- Born: Imen Essrhir 3 June 1998 (age 28) Sevran, France
- Genres: Pop; R&B; urban pop; hip-hop; raï;
- Occupation: Singer
- Instrument: Vocals
- Years active: 2018–present
- Labels: Fulgu; TuneCore; Universal;
- Website: imenes.shop

= Imen Es =

French singer

Imen Essrhir better known as Imen Es (born 3 June 1998 in Sevran) is a French singer. In 2020 she released her debut album Nos vies. She has many collaborations and singles most notably "1ère fois" certified diamond.

==Career==
She was born to Moroccan immigrants coming from Meknès, Morocco. She grew up in Sevran and was initially involved in football and boxing. After releasing videos online, she was supported by French rapper Abou Debeing, who became her producer.
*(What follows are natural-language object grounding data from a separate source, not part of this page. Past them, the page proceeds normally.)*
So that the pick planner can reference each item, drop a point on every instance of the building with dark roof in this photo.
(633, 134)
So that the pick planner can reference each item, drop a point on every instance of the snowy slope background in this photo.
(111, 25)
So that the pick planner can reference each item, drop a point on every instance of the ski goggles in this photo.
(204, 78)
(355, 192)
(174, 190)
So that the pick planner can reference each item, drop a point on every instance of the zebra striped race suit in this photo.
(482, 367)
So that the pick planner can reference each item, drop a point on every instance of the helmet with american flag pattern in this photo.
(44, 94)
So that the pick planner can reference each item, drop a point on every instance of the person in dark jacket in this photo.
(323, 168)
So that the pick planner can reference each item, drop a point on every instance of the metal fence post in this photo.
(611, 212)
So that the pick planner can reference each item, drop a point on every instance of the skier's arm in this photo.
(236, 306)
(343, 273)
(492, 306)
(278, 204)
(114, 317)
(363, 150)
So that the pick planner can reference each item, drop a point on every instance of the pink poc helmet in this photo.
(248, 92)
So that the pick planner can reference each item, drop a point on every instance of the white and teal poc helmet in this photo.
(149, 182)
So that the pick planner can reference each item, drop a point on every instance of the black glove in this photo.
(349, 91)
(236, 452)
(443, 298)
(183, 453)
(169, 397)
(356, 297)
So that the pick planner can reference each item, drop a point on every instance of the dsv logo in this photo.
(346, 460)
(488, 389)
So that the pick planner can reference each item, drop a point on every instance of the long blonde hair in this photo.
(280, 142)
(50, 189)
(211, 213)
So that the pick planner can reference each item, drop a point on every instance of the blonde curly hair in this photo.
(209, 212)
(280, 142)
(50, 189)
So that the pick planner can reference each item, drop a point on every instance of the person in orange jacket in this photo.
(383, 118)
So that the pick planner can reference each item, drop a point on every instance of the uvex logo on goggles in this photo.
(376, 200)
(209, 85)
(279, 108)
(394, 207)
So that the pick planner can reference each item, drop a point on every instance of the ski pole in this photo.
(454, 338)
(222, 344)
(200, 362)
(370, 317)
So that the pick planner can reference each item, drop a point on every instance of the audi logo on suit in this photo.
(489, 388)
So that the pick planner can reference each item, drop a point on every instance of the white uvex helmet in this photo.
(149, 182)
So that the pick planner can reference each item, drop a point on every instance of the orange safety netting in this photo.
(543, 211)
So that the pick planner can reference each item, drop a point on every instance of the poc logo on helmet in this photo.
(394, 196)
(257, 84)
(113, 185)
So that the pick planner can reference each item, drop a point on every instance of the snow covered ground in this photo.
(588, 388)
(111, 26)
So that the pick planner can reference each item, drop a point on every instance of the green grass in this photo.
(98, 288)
The two released "Mes défauts" in 2018. She also collaborated with Lartiste and DJ Kayz in "Fonce". Then she launched a solo career with her first major hit in "Attentat". On 14 February 2020, she released her debut album Nos vies with 20 tracks and collaborations with Dadju, Alonzo, Marwa Loud, Abou Debeing, Jul and Franglish. Other releases included collaborations with Kaaris, Da Uzi, DJ Hamida, Benab and many others. Her biggest hit is "1ère fois" with Alonzo that was certified platinum. On 3 December 2021, Imen released her second album entitled ES with 14 tracks and collaborations with Niro, Vitaa, MHD, Camille Lellouche, Abou Debeing and Fedoua Es.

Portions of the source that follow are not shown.